Face à cette interpellation du président Samba Kane, Alpha Diallo a répondu par la négative, en indiquant qu’il ne voyait le susnommé que lors des cérémonies familiales de la communauté sénégalaise en Mauritanie. Toutefois, il l’a connu au Sénégal, pour la première fois à Pikine, lors d’un cours dispensé par un certain Mor Kébé. Il a ajouté n’avoir jamais reçu un sou de Mouhamed ni d’Oumar Keïta ni de Makhtar Diokhané. ‘’Il ne m’a jamais proposé de voyage. Moi, je n’ai pas ce temps car je suis plus préoccupé par mes études’’, s’est défendu l’étudiant.

Quid de Makhtar Diokhané, il a déclaré l’avoir connu par le biais de Salif Fadiga, lors d’une cérémonie familiale. ‘’J’avais fini d’apprendre un livre sur la rhétorique et lorsque j’ai voulu réviser, il m’y a aidé’’, a-t-il soutenu, avant d’être interrompu par ce compliment du président : ‘’On voit bien que vous êtes un bon rhétoricien.’’ Alpha Diallo répondit par un ‘’machAllah alhamdoulliLah’’ ponctué par un sourire et poursuit sa déposition. C’est pour préciser que toutes ses discussions avec Makhtar Diokhané portaient sur la grammaire arabe. ‘’On échangeait uniquement dans le domaine de la connaissance. On n’a jamais parlé de djihad’’, a-t-il souligné.

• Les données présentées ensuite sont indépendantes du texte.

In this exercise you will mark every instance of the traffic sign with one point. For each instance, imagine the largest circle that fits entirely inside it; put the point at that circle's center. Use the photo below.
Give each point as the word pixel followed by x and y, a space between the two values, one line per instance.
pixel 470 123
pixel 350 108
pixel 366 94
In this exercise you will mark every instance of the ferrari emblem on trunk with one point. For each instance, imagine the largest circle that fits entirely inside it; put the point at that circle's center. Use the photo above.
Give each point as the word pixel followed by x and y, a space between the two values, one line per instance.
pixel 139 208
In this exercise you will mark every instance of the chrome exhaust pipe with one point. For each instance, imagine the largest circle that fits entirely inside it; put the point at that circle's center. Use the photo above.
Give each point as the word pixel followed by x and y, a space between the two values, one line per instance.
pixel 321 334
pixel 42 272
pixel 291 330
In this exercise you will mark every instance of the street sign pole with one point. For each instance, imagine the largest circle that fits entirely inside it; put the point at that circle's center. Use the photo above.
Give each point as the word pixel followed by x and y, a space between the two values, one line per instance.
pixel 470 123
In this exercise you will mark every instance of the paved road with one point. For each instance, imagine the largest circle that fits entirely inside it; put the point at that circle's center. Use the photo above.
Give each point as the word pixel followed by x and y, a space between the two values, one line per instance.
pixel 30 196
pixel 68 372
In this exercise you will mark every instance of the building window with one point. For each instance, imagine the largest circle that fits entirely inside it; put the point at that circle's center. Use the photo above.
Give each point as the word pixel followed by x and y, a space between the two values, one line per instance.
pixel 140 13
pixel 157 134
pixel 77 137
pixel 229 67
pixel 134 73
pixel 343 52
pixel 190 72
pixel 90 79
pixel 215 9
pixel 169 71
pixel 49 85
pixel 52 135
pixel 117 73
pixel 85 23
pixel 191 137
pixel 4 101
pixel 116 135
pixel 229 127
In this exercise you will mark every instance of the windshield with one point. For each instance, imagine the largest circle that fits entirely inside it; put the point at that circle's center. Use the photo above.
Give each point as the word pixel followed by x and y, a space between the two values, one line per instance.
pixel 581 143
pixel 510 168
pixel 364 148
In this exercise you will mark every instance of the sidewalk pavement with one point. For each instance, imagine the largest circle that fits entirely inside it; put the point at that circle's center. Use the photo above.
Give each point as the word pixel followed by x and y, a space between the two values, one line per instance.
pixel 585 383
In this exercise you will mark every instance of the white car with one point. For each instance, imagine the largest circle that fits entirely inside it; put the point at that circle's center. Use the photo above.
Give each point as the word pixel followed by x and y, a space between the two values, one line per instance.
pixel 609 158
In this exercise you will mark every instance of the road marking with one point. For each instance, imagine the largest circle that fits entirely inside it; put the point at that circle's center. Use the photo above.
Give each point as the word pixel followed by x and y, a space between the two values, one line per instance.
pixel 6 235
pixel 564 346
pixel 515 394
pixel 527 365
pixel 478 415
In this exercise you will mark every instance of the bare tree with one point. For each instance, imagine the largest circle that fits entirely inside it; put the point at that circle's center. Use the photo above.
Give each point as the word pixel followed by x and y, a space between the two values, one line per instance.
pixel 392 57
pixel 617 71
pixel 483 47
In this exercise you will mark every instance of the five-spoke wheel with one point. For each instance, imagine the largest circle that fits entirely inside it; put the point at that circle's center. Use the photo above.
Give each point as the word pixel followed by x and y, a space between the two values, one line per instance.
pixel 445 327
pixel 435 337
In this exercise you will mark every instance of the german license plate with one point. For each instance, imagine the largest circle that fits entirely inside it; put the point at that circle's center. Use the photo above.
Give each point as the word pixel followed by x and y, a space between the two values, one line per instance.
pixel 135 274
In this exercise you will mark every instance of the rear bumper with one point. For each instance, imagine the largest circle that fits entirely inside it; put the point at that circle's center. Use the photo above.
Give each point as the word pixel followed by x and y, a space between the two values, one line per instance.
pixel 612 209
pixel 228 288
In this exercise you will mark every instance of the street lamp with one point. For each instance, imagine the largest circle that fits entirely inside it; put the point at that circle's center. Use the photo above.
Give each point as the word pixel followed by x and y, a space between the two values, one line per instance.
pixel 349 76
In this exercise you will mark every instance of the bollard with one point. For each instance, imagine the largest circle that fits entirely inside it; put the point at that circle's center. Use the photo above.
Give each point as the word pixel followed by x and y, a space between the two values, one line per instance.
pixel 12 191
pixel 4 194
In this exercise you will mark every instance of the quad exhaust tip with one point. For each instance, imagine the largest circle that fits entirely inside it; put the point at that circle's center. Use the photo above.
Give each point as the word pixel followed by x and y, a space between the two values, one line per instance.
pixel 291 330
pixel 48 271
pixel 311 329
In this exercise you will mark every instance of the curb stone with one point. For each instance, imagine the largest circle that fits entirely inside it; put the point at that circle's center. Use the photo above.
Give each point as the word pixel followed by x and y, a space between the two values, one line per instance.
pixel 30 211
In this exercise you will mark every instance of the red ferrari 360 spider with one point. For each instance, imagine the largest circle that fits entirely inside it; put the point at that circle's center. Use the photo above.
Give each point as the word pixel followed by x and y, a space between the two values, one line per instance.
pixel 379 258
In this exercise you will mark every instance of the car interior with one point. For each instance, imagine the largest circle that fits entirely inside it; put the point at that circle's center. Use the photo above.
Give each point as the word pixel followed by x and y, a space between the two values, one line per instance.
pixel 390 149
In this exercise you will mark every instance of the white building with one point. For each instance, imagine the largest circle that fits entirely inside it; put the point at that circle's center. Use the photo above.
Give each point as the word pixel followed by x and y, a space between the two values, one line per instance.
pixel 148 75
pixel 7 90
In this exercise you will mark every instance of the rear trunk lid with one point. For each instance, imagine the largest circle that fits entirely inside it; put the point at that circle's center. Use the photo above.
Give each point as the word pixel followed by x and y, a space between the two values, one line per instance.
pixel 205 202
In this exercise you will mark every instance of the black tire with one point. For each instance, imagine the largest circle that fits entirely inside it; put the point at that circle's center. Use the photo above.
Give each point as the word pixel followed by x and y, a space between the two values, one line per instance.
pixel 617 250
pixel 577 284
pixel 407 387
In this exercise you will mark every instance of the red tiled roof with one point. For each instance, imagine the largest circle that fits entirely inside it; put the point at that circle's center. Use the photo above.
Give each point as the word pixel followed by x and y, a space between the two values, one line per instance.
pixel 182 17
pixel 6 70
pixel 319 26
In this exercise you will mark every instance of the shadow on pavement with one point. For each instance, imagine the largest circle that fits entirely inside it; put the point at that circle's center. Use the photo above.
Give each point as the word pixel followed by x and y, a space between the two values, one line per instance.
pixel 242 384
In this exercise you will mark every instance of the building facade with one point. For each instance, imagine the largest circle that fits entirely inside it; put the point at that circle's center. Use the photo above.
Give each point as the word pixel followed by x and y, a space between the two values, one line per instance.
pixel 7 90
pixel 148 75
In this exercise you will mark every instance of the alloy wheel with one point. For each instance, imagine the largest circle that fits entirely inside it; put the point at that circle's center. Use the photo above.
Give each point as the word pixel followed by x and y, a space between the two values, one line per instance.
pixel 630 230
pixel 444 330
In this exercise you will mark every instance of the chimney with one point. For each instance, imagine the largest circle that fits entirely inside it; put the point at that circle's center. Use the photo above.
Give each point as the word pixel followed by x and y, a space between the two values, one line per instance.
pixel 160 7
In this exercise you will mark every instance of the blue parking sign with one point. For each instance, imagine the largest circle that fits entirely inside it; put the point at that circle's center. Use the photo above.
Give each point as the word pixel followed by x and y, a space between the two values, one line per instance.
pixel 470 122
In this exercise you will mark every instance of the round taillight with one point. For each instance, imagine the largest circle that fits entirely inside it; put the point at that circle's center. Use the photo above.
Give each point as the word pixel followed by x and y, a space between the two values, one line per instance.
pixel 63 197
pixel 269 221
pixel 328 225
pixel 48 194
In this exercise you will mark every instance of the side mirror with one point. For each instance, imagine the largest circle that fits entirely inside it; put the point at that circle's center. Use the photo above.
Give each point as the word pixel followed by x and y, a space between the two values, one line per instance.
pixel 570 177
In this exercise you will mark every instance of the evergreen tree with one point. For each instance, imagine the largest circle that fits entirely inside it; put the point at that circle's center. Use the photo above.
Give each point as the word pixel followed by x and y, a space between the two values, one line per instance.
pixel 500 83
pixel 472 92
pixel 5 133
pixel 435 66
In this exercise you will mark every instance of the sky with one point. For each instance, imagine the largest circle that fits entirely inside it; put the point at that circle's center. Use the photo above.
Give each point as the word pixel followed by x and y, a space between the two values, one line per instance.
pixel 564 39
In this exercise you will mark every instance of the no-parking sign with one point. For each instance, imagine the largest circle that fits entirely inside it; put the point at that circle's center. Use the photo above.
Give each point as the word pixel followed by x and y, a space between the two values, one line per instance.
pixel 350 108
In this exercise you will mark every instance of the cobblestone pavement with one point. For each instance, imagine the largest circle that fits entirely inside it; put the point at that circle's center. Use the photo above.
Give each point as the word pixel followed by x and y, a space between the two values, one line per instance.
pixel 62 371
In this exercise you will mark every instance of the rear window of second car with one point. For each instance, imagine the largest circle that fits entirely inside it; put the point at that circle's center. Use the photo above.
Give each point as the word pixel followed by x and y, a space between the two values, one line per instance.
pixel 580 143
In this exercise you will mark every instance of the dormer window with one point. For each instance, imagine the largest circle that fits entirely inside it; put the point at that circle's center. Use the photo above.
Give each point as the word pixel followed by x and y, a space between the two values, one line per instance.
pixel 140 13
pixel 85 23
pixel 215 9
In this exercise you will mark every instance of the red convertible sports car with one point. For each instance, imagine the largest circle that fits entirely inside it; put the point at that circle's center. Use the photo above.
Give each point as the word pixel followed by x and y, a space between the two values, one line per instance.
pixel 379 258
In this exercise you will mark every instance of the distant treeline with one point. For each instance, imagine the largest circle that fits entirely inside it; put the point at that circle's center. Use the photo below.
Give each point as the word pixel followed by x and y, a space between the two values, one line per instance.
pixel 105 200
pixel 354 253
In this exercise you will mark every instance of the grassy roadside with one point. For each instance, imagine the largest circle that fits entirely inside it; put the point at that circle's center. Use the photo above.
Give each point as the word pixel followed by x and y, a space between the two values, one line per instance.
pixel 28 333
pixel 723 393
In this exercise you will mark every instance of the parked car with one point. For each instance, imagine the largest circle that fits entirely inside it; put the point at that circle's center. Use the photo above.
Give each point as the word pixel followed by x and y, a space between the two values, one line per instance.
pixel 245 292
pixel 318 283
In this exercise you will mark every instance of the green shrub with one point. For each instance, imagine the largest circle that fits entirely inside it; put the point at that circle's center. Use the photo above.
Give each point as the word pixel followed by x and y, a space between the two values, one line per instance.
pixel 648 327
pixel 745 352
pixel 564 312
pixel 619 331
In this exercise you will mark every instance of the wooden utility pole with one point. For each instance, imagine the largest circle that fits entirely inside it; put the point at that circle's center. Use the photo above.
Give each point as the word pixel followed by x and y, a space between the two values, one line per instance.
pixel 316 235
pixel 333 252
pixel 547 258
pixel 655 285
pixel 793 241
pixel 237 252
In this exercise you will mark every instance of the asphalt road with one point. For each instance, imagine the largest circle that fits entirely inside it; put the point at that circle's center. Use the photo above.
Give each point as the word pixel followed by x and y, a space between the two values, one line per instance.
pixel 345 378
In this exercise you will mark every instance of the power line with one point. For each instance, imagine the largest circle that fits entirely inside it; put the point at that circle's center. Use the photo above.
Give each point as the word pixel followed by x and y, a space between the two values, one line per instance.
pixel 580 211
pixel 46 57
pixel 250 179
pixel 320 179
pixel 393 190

Il a nié tout lien avec Imam Ndao et ne l’a vu qu’une seule fois, en 2009 à Pikine, lors d’une conférence sur la bataille de Badr. A la question du président à savoir s’il avait l’intention d’aller faire le djihad, l’accusé a répliqué : ‘’Jamais et je n’ai posé aucun acte dans ce sens.’’ Interpellé sur sa conception du djihad, Alpha Diallo a avancé une réponse qui a arraché le sourire à plus d’un. ‘’En journalisme, on dit que le commentaire est libre. Tel n’est pas le cas en Islam, car il est sacré. Donc, je laisse la question aux oulémas (savants) ’’, a-t-il répondu.